El espejo de la verdad fue la respuesta a sus inquietudes, un ejercicio en el que los asistentes tenían que escribir sobre un papel las actitudes que cada uno ama y odia de sí mismo para entender el secreto de la felicidad y la clave del bienestar: reconocer quiénes son y aprender a perdonar.
“La felicidad solo puede existir cuando hay experiencias que no son tan buenas”, dice Mélida, ya que “no podríamos percibir la felicidad si no hubiera dolor porque entonces, ¿con qué la comparamos? No podría existir si no hay sufrimiento, retos, carencias. Entonces, la felicidad depende de eso que no nos gusta, de las experiencias que rechazamos”, añadió.
‘Adelita’ hizo su labor tras bambalinas. No fue el ‘trabajo pesado’ en las fincas sino el constante, el diario. Por meses se dedicó a tejer flores; cada puntada, cada pétalo era una forma de hilar conciencia, trenzar perdón y construir sociedad.
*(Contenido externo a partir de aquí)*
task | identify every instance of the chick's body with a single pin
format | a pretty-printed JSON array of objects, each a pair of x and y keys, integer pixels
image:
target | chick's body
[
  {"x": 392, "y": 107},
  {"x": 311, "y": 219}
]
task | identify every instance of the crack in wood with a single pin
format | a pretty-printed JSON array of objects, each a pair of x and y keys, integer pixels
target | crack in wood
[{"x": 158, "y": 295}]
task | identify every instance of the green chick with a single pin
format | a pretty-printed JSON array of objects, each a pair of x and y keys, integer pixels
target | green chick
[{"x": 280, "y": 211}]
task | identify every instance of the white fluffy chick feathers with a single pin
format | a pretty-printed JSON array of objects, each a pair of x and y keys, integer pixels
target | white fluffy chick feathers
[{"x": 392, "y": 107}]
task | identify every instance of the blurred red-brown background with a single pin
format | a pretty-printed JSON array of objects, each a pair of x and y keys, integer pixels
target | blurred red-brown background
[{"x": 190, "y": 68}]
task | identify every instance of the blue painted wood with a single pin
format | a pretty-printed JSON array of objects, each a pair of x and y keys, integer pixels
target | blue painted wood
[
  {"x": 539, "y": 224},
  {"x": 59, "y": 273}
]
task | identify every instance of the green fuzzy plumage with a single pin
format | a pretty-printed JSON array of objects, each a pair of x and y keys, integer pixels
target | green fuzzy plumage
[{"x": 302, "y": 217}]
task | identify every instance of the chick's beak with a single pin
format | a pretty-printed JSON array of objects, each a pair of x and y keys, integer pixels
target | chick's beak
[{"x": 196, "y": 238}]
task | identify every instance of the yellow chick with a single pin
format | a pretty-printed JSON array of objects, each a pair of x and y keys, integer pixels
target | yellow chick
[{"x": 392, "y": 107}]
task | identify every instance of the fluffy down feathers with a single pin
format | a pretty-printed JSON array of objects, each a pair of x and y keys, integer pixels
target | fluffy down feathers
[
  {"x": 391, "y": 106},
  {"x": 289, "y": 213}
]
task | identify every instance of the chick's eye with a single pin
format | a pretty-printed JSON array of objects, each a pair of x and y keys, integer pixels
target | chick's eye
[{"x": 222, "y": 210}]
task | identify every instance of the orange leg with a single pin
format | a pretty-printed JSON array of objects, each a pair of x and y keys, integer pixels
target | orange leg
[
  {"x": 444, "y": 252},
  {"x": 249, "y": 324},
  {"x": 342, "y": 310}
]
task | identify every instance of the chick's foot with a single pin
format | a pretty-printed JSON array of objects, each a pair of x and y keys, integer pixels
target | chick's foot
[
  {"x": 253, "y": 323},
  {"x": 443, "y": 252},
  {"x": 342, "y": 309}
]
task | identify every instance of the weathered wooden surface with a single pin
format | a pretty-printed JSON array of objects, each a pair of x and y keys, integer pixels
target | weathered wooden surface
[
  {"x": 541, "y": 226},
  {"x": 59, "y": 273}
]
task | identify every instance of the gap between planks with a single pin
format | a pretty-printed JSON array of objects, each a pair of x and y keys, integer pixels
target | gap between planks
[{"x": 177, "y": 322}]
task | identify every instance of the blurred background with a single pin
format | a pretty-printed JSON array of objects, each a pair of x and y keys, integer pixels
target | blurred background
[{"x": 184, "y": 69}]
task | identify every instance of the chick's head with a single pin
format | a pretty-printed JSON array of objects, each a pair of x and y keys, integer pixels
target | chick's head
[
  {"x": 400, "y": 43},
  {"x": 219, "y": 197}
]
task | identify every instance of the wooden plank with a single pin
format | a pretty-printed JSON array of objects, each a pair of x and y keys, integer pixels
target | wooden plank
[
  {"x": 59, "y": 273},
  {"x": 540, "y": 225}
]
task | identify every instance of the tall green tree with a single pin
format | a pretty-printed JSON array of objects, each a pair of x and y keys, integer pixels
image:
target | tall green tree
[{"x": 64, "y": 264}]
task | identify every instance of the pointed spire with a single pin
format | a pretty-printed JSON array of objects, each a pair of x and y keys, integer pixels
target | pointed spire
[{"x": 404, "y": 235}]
Pasó horas enteras detrás de agujas de croché, lienzos, pintura y colbón para darle brillo a sus creaciones. El resultado fue una docena de rosas de lana, unas blancas, rosadas, amarillas y otras azules y rojas, tejidas entre sí para darle forma a la paz, a ese sentimiento que ha sido tan anhelado en sus corazones.
Con estas creaciones se cerró el evento con un intercambio de plantas artesanales, hechas por las familias de la región. Unos detalles que significaban más que cartón, fomi, pintura, cucharas o pitillos: era la representación de una vida en unidad, perdón, reconciliación e igualdad.
Luis Wilches, vecino de Adela, fue uno de los invitados a la jornada. Él, de brazos color canela, un pecho firme como de marfil y una mirada tan penetrante y profunda como el amanecer despuntando el alba, recuerda que no dejó la región, él se quedó en su finca, en la vereda Piedra Verde, a pesar de la guerra.
Wilches vivió cada segundo como si fuera el último; su humildad y resiliencia le permitieron dominar el deseo de venganza para someterlo al de la justicia a través del perdón. No es de extrañarse que las manos que en algún momento se hicieron gruesas al labrar la tierra, sean ahora las que levantan en alto flores de la mansedumbre, misericordia y transparencia. Una imagen que, como dice Adela, quedará grabada en la memoria de sus vecinos.
“Este trabajo de reconciliación nos ha servido mucho, me ha servido mucho, para la convivencia como personas y para estar en comunidad”, dice Luis. “Por eso es que hacemos más juntos que uno solo y eso es magnífico”, añade.
Así como en algún momento la incertidumbre del pasado irrumpió sus vidas, ahora, con la restauración de los lazos comunitarios y el perdón como práctica diaria, esta comunidad está cultivando en sus tierras y en sus corazones una semilla de amor y esperanza. Por eso Adela sabe que construir sociedad es un trabajo que implica tiempo, voluntad y constancia; que perdonar significa reconocer las faltas propias para deshacerse de ellas y sanar, y que tejer sociedad es una labor de todos, una que se hace a pulso, como el que ella tiene cuando hace edredones de punta a punta para mantener el calor de su hogar.
Así es Adela, una mujer que sabe que sus sonrisas son el ingrediente secreto para alimentar el espíritu de bondad en su comunidad.